Figure 4: Pass@k improves in mixed-strategy models through RL, rapidly achieving near-perfect performance, while single-strategy improvements are limited to their corresponding problem type.
Figure 3: RL on extended-hardness datasets (6–15 step problems) in the mixed setting shows sharp, sustained improvements in both aggregate and disaggregated pass@1 accuracy.
Implications and Theoretical Perspectives
The findings substantiate the view that post-training RL for reasoning tasks primarily acts by exploiting the diversity of prelearned reasoning circuits, amplifying their usage, and refining their efficiency.
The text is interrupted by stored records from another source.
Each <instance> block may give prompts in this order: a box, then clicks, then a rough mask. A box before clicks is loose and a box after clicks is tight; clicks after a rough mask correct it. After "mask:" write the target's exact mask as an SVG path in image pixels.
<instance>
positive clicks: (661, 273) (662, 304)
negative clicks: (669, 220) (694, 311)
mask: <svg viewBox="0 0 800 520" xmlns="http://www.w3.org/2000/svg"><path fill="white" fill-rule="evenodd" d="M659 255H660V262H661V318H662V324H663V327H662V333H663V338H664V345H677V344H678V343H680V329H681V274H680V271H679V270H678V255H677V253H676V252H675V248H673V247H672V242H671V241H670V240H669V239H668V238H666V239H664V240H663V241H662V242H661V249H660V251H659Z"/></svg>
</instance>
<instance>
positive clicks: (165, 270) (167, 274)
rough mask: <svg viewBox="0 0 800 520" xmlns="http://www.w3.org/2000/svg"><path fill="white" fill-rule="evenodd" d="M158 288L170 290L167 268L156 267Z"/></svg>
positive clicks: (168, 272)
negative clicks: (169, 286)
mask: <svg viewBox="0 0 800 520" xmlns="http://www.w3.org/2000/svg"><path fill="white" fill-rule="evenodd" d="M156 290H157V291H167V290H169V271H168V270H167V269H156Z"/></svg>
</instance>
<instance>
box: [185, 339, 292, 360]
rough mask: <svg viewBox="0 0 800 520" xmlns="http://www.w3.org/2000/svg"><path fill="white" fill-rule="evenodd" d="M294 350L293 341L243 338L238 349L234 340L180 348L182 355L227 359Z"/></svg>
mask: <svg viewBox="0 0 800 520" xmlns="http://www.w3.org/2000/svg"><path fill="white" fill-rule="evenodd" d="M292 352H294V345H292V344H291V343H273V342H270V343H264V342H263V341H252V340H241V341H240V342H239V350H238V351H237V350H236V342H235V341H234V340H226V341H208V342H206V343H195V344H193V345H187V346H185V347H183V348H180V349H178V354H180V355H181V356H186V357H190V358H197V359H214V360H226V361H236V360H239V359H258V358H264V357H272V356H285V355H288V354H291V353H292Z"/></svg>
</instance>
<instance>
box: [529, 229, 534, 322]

The model’s ability to generalize and improve is tightly coupled with the breadth and quality of supervision before RL—RL cannot compensate for missing strategies, nor can it readily create new reasoning affordances ex nihilo.
Practically, this highlights that:
- Pre-RL diversity: SFT/pretraining data must encompass the full spectrum of reasoning strategies one wishes to select and improve during RL.
- Difficulty curriculum: RL datasets should be of higher difficulty than pre-RL stages to trigger genuine strategy improvement and generalization.
- Amplification artifacts: Observed increases in certain reasoning behaviors (like backtracking) post-RL may reflect distributional sharpening via selection rather than algorithmic innovation.
Theoretically, these insights clarify and unify previously reported RL phenomena (e.g., "policy sharpening," "amplification," "winner-take-all" behavior) as emergent consequences of mechanistic selection and improvement, not as direct signatures of algorithmic invention.
Future Directions
While the study does not observe RL inducing new emergent strategies, in contrast to some previous reports in more open-ended settings, the controlled nature of the task illuminates that RL’s creative power is currently mediated by SFT-exposed diversity. Key open questions include under what conditions RL can transcend selection/improvement to generate, and not just amplify, new algorithmic structures, as hinted in studies of prolonged RL [e.g., (Liu et al., 30 May 2025)].
Broader implications suggest that advances in scaling LLM reasoning via RL will depend on co-evolution of pre-RL data design and RL curriculum, rather than algorithmic tweaks to RL itself.
Conclusion
This work rigorously demonstrates that RL post-training augments reasoning in LLMs via two tightly coupled mechanisms: strategy selection (problem-to-pattern routing) and strategy improvement (pattern refinement). Both are fundamentally dependent on pre-RL data diversity and RL data difficulty. The study provides a mechanistic foundation for advancing RL-augmented reasoning and calls for integrated training pipelines where data curation is considered on par with algorithmic intervention for scaling LLM capabilities.